Con l’arrivo dell’estate cresce l’attenzione verso le creme solari, alleate indispensabili per proteggere la pelle dai danni causati dai raggi UV. Eppure non tutti i prodotti garantiscono le prestazioni promesse in etichetta. A evidenziarlo è un recente test di Altroconsumo che ha analizzato diverse protezioni solari viso SPF 50+, riservando una sorpresa inattesa.
La crema più famosa finisce all’ultimo posto
A ottenere il risultato peggiore è stata la Vichy Capital Soleil Crema Viso Vellutata SPF 50+, che ha totalizzato appena 13 punti su 100.
Secondo le prove di laboratorio, il livello di protezione effettivamente rilevato sarebbe risultato inferiore rispetto a quello dichiarato sulla confezione. In particolare, la protezione contro i raggi UVB corrisponderebbe a un SPF intorno a 30, lontano dal valore 50+ indicato dal produttore.
Una differenza che ha pesato in modo decisivo sulla valutazione finale, considerando l'importanza di una protezione adeguata durante l'esposizione al sole.
Le migliori creme secondo il test
A conquistare il primo posto è stata invece la Bilboa Ohi Vita-Mina Viso 50+, che ha ottenuto 70 punti su 100 e si è distinta anche per il rapporto qualità-prezzo.
Subito dietro si è classificata la Nivea Sun Fluido Quotidiano Invisible 50+, con un punteggio di 69 punti, confermando come prodotti più accessibili possano offrire prestazioni elevate.

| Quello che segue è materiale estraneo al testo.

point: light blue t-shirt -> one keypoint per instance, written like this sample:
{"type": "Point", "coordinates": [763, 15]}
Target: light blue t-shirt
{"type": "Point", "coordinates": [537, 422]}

Il test ha premiato soprattutto l'efficacia della protezione solare e la corrispondenza tra i valori dichiarati e quelli realmente misurati.
Attenzione anche agli ingredienti
L'indagine ha preso in esame anche la composizione delle formule. Alcuni prodotti sono stati penalizzati per la presenza di ingredienti considerati controversi dalla comunità scientifica.
Tra questi figura l'ethylhexyl methoxycinnamate, un filtro UV finito più volte al centro del dibattito per possibili effetti sul sistema endocrino. Sebbene il suo utilizzo sia consentito dalla normativa europea entro specifici limiti, la sua presenza continua a essere oggetto di valutazioni e approfondimenti.
Il nodo dell'impatto ambientale
Oltre alla protezione della pelle, resta aperta la questione ambientale. Molte creme solari continuano infatti a utilizzare ingredienti che possono avere effetti sugli ecosistemi marini.
Anche il packaging incide sul giudizio complessivo, soprattutto quando vengono utilizzati imballaggi superflui che aumentano la produzione di rifiuti.
Per questo motivo sempre più consumatori stanno orientando le proprie scelte verso prodotti che combinano efficacia, sicurezza e una maggiore attenzione alla sostenibilità.
Come scegliere la crema solare giusta
Il test conferma che prezzo elevato e notorietà del marchio non sono sempre sinonimo di qualità superiore. Prima dell'acquisto è utile verificare l'affidabilità della protezione dichiarata, leggere attentamente l'etichetta e valutare anche la composizione del prodotto.
Una scelta consapevole può fare la differenza non solo per la salute della pelle, ma anche per l'ambiente.